We opened in West Hollywood in August and announced a project that will open next August on King Street in Toronto. Our Cabo and Sanya [China] projects are launching first quarter next year. We announced London a couple of weeks ago, in Mayfair right on Piccadilly across from the Ritz. Paris has been announced and is already under construction. Mission Bay [in San Francisco] was announced. We're doing a 1 Hotel with the Golden State Warriors that's going to be really cool, right next to their new Chase Center.

The third brand is Treehouse, which we launched in November in London. Barry thought about the Treehouse brand seven years ago as a sister to 1 Hotels, so we had the name, the intellectual property, all the work done. When this location came to our attention, we thought, "It's small, it doesn't have all the amenities a 1 Hotel should have, and it doesn't have a spa, but it's a perfect project to bring the Treehouse brand to life." It's the top five floors of an office building, so it kind of looks like a treehouse, and it has a rooftop, panoramic terrace.

We think that Treehouse can have the power to be three times bigger than 1 Hotels, maybe four times bigger. It is more approachable. It is easier to build, and it's a fun, flexible concept. I could see a Treehouse in the tertiary and suburban markets in the United States. It was a risk to launch the first one not in our backyard, but we've put together a great team, and it's been very well received. I'm working on seven or eight Treehouse projects as we speak, from Bangkok to Seattle to Dallas to all over Europe. There's one I'm working on in Paris, but, you know, none of them have been assigned, announced or finalized yet.

We're not ready to announce a fourth brand, but we discuss it. The luxury segment is getting more crowded every day, and every month I see a new lifestyle brand, a new boutique brand coming up. So I think the opportunity really is in the limited-service world, in the tertiary markets or even the airport or drive markets, for a different and more fun and approachable brand than what you currently see being built every day right next to each other.

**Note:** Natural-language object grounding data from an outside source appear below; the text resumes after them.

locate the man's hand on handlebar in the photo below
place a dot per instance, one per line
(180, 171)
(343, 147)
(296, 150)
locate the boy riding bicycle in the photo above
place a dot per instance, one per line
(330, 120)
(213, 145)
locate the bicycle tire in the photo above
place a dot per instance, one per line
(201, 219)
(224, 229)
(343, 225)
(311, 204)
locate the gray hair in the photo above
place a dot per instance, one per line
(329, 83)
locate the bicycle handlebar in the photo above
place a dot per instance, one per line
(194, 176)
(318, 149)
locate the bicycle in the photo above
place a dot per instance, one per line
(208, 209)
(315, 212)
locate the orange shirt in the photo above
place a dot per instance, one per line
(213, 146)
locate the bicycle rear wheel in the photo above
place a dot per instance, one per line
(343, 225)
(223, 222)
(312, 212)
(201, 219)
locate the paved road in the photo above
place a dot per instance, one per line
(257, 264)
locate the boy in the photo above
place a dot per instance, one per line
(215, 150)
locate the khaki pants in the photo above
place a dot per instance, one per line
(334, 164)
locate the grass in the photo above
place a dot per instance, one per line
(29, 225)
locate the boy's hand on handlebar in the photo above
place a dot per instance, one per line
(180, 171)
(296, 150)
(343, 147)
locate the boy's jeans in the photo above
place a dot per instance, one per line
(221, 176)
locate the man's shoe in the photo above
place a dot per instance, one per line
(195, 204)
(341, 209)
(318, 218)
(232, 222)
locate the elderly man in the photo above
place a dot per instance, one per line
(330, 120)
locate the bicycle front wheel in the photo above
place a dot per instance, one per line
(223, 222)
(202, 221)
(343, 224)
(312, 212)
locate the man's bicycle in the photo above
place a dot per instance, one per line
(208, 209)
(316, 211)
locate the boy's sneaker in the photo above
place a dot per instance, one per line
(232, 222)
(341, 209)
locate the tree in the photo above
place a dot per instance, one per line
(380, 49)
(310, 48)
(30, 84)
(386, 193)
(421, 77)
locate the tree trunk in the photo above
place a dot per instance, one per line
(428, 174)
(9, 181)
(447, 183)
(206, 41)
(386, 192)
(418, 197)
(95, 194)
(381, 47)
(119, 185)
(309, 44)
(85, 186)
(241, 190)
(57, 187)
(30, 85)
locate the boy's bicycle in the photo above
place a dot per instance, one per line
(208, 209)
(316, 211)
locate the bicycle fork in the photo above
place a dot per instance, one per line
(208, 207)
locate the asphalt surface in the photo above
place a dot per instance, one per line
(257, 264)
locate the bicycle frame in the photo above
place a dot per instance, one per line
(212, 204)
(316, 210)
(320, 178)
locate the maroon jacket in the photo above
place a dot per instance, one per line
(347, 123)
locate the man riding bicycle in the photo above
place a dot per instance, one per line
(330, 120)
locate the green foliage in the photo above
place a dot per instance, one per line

I don't think we have aspirations to be a thousand-hotel company, like Starwood was. And we're not for sale, that's for sure. We have an incredible pipeline, and want to grow organically, but I wouldn't take anything off the table, including making an acquisition. Or taking over or buying a hotel company. We're ready for growth. We'll have 30 hotels in four years with just what's in our pipeline. But we want to make sure we don't lose our DNA, our culture, why we started doing this. We're a for-profit operation but will take advantage of every possibility to educate and change the way people think about what it means to be sustainable and be ecofriendly. And we're ready to grow leaps and bounds.